Veröffentlichung: Aufsatz zur Zulässigkeit einer Impfpflicht gegen die Masern in der MedR
Unter dem Titel „Die Einführung einer Impfpflicht zur Bekämpfung der Masern. Eine zulässige staatliche Handlungsoption“ hat Rechtsanwalt Sebastian Krahnert gemeinsam Prof. Dr. iur. Nils Schaks einen Aufsatz in der aktuellen Ausgabe der Zeitschrift Medizinrecht (12/2015) veröffentlicht (Fundstelle: MedR 2015, 860–866). Der Aufsatz geht auf ein Thema ein, das in Rechtswissenschaft und Gesellschaft kontrovers diskutiert wird. Immer wieder wird der Fokus der öffentlichen Wahrnehmung auf Infektionskrankheiten gelegt. So erregte die Ebola-Epidemie im Jahr 2015 großes Aufsehen und eine Welle der internationalen Hilfe. Im epidemiologischen Bulletin 21/2015 weist das Robert-Koch-Institut zudem aktuell auf ungewöhnliche Infektionskrankheiten hin, die bei Asylsuchenden und Flüchtlingen auftreten können – freilich mit dem Hinweis, dass eine Ausbreitung auf die Allgemeinbevölkerung sehr unwahrscheinlich ist. Ein solcher Hinweis ist wichtig, um dem Missbrauch der medizinischen Sachlage für Zwecke fremdenfeindlicher Berichterstattung vorwegzukommen.

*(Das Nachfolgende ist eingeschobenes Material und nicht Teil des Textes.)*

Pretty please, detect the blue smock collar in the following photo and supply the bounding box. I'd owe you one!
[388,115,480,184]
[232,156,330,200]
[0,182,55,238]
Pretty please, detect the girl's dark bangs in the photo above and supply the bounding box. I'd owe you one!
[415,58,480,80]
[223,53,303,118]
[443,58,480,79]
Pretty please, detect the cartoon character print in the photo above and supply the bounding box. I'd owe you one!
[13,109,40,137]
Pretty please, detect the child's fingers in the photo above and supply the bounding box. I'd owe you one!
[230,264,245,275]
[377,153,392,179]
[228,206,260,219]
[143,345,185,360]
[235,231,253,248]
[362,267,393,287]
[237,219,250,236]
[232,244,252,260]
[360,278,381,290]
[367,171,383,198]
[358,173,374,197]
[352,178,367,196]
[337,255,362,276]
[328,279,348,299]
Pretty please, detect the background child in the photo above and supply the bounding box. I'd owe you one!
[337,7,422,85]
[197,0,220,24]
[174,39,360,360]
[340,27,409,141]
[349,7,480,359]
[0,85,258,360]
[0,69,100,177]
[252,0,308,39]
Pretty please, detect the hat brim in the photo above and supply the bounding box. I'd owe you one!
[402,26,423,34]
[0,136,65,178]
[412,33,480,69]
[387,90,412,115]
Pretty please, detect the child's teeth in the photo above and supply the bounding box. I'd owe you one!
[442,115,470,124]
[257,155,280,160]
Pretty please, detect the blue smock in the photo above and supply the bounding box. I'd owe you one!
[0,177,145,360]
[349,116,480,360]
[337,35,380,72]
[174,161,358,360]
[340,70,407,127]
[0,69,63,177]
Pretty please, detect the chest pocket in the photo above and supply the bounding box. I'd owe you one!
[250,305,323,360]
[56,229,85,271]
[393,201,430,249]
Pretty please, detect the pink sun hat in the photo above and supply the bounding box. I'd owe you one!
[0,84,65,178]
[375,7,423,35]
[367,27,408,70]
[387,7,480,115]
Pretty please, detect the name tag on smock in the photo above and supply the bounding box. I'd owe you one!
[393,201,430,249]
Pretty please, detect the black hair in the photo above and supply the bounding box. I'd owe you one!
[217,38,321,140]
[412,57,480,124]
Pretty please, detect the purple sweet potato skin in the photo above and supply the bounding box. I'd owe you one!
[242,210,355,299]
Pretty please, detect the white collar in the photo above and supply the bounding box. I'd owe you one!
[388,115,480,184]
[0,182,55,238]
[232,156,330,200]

Aufsatz nimmt Impfpflicht gegen die Masern in den Blick
Der nun veröffentlichte Aufsatz untersucht die Einführung einer Impfpflicht in Hinblick auf die Masern, die in Deutschland endemisch vorkommen. Immer wieder kommt es hierbei zu Krankheitsausbrüchen größeren Ausmaßes, die offenbaren, dass der Immunitätsstatus in Teilen der Bevölkerung nicht optimal ist. Dies hat vielfältige Fragen zur möglichen Einführung einer Impfpflicht aufgeworfen. So ist auch für Bundesgesundheitsminister Gröhe eine Impfpflicht „kein Tabu“. Erst im Dezember 2015 hat sich der CDU-Bundesparteitag für die Einführung von Impfpflichten gegen diverse Erkrankungen, u.a. gegen die Masern, ausgesprochen.
Ob solche Impfpflichten gegen Erkrankungen wie Tetanus oder Mumps verfassungsrechtlich zulässig sind, erscheint zweifelhaft, kann hier aber dahinstehen. Die Besonderheit der Masern-Erkrankung liegt nämlich gerade in der ausgeprägten Gefährung Dritter durch die Erkrankten, also den Infektionsweg von Mensch zu Mensch. Die verfassungsrechtlichen Wertungen sind vor diesem Hintergrund anders als bei Erkrankungen wie Tetanus, deren Erregerreservoir sich ohnehin in der gesamten Umwelt befindet. Wie aus der Überschrift des Aufsatzes bereits erkennbar ist, befürworten Schaks und Krahnert die Möglichkeit der Einführung einer Impfpflicht gegen die Masern im Ergebnis, nachdem sie vorher die Erkrankung selbst, die von ihr ausgehende Gefährdung, die Risiken der Impfung selbst und sodann die verfassungsrechtliche Bewertung vorgenommen haben. Dennoch bleibt festzuhalten, dass die Impfpflicht im Gesundheits- und Medizinrecht hoch umstritten ist.
Impfungen als Teil der Krankheitsprävention
Impfungen zählen zur primären Krankheitsprävention. Sie verhindern durch immunologische Vorgänge die Krankheitsentstehung. Regelmäßig werden empfohlene Impfungen von den Gesetzlichen Krankenversicherungen bezahlt. Bislang besteht in Deutschland keine Impfpflicht, sondern der Staat setzt auf Freiwilligkeit und die selbstbestimmte Entscheidung des Einzelnen. Grundsätzlich entspricht dies der Freiheitsordnung der Bundesrepublik. Unter Umständen ist eine Freiheitsbeschränkung für den Einzelnen jedoch zu rechtfertigen. Zur genauen Argumentation der Autoren sei auf den Aufsatz in MedR 2015, 860–866 verwiesen.